As developers ship code faster with AI assistance, the software security company is hardening GitHub Actions and building protection for autonomous AI workflows.

Chainguard expands security to cover AI-driven software risks
Image: ZDNet
Key Points 3 min read
  • Chainguard announced three major expansions: hardened GitHub Actions, security for commercial software, and protection for AI agent skills used in development.
  • GitHub Actions and CI/CD pipelines face new threats from automated attack bots that scan repositories for vulnerable configurations at scale.
  • The company is extending secure-by-default practices beyond open-source containers to cover the full modern software stack, including AI-generated code.
  • Rapid AI-assisted development is creating exponential growth in software artifacts requiring security maintenance, stretching traditional patch-and-scan approaches.

The software supply chain is entering a new phase of complexity. Developers are shipping code faster than ever through AI assistance, yet the tools that orchestrate those builds remain among the least secured layers of the technology stack. Chainguard, a software security company, is now racing to close that gap by expanding its hardening approach across three critical frontiers: automated CI/CD workflows, commercial software, and the emerging ecosystem of AI agent skills.

The need is urgent. Last year, attackers compromised the widely used tj-actions/changed-files GitHub Action and exposed secrets across more than 23,000 repositories by redirecting version tags to a malicious commit. More recently, an autonomous AI bot known as hackerbot-claw demonstrated how easily these workflows can be exploited by scanning public repositories continuously for a week to find vulnerable GitHub Actions configurations, then successfully breaching multiple major organisations. These incidents reveal a fundamental vulnerability: CI/CD pipelines power modern software delivery, but the privileged workflows inside them remain one of the least secured layers of the stack.

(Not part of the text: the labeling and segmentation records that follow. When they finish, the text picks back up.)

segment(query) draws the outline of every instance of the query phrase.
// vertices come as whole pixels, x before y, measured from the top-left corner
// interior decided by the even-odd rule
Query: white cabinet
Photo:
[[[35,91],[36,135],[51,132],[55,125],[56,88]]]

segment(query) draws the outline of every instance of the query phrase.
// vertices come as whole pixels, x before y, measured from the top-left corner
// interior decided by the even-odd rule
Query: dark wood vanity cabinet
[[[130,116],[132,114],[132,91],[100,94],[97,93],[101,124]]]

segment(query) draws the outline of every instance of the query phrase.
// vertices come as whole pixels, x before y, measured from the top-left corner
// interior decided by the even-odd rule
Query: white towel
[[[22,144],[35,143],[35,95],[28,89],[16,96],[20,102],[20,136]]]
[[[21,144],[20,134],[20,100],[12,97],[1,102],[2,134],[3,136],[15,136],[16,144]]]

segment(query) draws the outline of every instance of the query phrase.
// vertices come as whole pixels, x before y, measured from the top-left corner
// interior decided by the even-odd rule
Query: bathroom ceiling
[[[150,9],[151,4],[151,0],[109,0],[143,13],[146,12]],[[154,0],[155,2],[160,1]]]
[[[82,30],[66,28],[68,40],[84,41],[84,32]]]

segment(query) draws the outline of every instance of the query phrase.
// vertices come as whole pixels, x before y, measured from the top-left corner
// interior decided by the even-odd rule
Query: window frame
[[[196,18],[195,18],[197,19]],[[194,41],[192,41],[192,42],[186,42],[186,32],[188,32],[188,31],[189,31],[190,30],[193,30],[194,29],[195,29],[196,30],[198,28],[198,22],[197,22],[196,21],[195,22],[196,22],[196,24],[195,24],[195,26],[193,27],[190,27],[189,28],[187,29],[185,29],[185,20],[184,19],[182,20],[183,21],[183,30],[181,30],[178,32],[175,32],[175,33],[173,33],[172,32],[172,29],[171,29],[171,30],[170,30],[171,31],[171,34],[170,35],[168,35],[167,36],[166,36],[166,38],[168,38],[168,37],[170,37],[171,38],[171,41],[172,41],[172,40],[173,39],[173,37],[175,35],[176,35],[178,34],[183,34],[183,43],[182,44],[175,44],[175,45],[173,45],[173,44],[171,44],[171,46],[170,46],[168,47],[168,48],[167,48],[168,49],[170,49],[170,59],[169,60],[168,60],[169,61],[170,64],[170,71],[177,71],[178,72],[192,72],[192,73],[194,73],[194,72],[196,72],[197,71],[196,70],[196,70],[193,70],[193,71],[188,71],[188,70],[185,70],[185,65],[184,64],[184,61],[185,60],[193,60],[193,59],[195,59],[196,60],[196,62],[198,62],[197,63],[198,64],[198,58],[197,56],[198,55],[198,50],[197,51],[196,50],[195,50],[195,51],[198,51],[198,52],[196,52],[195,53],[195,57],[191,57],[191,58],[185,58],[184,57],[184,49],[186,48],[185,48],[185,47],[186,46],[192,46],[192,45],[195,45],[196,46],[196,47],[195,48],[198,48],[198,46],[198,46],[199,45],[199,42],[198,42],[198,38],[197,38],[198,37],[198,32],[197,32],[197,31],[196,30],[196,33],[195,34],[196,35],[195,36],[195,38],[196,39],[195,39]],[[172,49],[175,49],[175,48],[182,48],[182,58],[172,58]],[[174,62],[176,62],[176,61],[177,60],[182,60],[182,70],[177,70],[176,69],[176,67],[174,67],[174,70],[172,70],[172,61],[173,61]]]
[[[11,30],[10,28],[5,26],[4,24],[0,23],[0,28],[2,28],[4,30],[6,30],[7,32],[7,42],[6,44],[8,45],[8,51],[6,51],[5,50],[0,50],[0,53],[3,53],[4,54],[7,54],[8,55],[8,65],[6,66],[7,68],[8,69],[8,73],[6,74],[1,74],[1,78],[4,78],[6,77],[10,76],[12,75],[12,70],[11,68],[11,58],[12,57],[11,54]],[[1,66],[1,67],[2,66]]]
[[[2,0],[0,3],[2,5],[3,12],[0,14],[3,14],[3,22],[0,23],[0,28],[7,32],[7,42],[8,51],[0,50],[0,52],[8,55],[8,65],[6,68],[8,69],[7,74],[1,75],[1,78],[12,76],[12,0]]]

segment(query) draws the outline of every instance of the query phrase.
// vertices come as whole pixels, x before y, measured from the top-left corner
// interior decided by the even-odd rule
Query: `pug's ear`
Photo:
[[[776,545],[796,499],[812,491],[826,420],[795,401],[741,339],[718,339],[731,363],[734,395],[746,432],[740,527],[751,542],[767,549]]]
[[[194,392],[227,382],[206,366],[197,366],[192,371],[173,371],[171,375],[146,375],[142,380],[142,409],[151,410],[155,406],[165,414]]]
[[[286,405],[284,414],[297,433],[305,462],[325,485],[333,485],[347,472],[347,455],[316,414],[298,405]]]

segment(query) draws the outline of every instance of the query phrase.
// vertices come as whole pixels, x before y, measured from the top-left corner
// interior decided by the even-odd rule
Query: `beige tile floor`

Chainguard's response combines continuous monitoring with automated remediation. Using agents, Chainguard Actions ingests popular third-party CI/CD workflows, starting with GitHub Actions, and evaluates them against a comprehensive security ruleset that detects unsafe patterns, excessive permissions, and supply chain risks. Actions that fail the review are automatically remediated and published in a secure catalogue, ready for use in production workflows. The system continuously adapts: whenever upstream Actions change or the Chainguard ruleset evolves, affected workflows are automatically resecured without requiring manual intervention.

Yet the company is not simply hardening existing tools. It is expanding into commercial software and, crucially, into the realm of AI agent skills. Chainguard's product strategy is expanding from hardened container images for Kubernetes environments to secure library artifacts across Python, Java and Javascript, and from there the focus shifts to AI adoption, with new efforts aimed at helping customers use AI tools and agents safely without increasing security risk.

The challenge posed by AI agents is distinct. AI agent skills, or small, modular instruction sets that extend what an AI agent can do, are rapidly spreading across platforms such as Claude Code, Codex, and OpenClaw. These skills operate with deep permissions and minimal oversight. Chainguard Agent Skills enables developers to frictionlessly install top skills to drive more value and expand the use cases of their agents without extending their attack surface. It automatically ingests skills from open source registries, reviews them against a security and quality ruleset, hardens them using Chainguard reconciliation agents, and publishes them with a complete audit trail.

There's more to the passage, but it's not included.